What do you enjoy most about your role?

A project manager is involved in various aspects of the business, which is what I find most enjoyable. They have a broad understanding of the operations and procedures across different departments, which is crucial for the success of a project. Additionally, they have financial responsibilities and must possess or be able to develop a strong business acumen, including the ability to effectively communicate with different teams.  

What aspects do you find most challenging?  

During some aspects of a program, an important activity or milestone may rely on individuals or departments that are not aware of the objectives of the project. The importance of meeting the milestone is, therefore, not an accountable action. This is what I find most challenging. Sometimes this is anticipated, making it crucial to be a step ahead and work with those individuals or departments so they also understand the objectives that the team is working towards. Sometimes this is not anticipated, making timely and effective communication key in bringing everyone on board with the goals the team is putting their efforts toward.  

What’s the team like?  

The project management department is a wonderful group of colleagues at all different levels of our careers. While we don’t work together within our project teams, as a department we rely on each other for support, meet frequently as a group, and create an environment to share best practices and structure for continual improvement. The project teams I work with are simply outstanding. I could not ask for a better group of extremely smart, scientifically-sound, motivated, and accountable team members to work with. We all share similar passions for bringing molecules to cures. Fast.

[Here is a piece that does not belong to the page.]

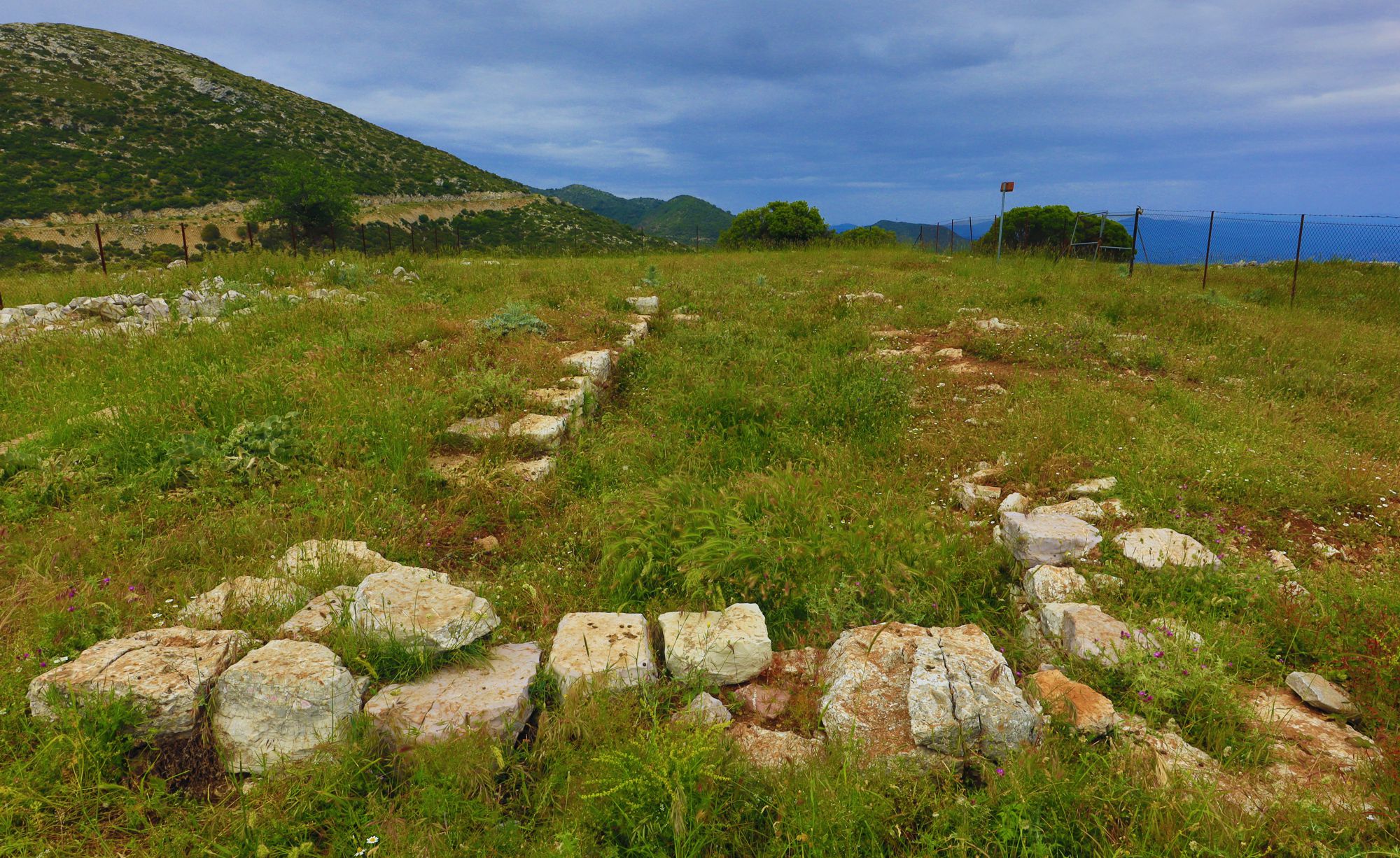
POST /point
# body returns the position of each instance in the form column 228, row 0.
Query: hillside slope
column 100, row 121
column 678, row 218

What advice would you give to someone applying for a role in your team?  

Do you like being an integral part of developing treatments and cures for patients? Does the word communication spur thoughts of opportunity and teamwork? Is customer satisfaction just as rewarding to you as it is for them? If yes to these questions, you would thrive in the project management team at Quotient Sciences.

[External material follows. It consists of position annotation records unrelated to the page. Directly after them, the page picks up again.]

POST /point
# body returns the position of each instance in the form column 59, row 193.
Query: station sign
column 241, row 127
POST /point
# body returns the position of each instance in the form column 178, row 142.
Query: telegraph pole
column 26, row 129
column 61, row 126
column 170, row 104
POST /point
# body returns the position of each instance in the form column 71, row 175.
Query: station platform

What do you like most about working at Quotient Sciences?  

As a project manager, you start to build your team camaraderie and effectiveness by ensuring all members understand the project's purpose, objectives, and expectations. We have a great teamwork environment where we all hold each other accountable through support and motivation.  

The business lives by its manifesto, which is another aspect I like about working at Quotient Sciences. Decision-making is built around this, our culture fosters this, and our efforts in innovations are piloted by this. It is a rewarding feeling after every day knowing that what was accomplished daily was achieved through a business structured in integration and adaptiveness, enabling our projects to run better and ultimately achieving our manifesto in the process.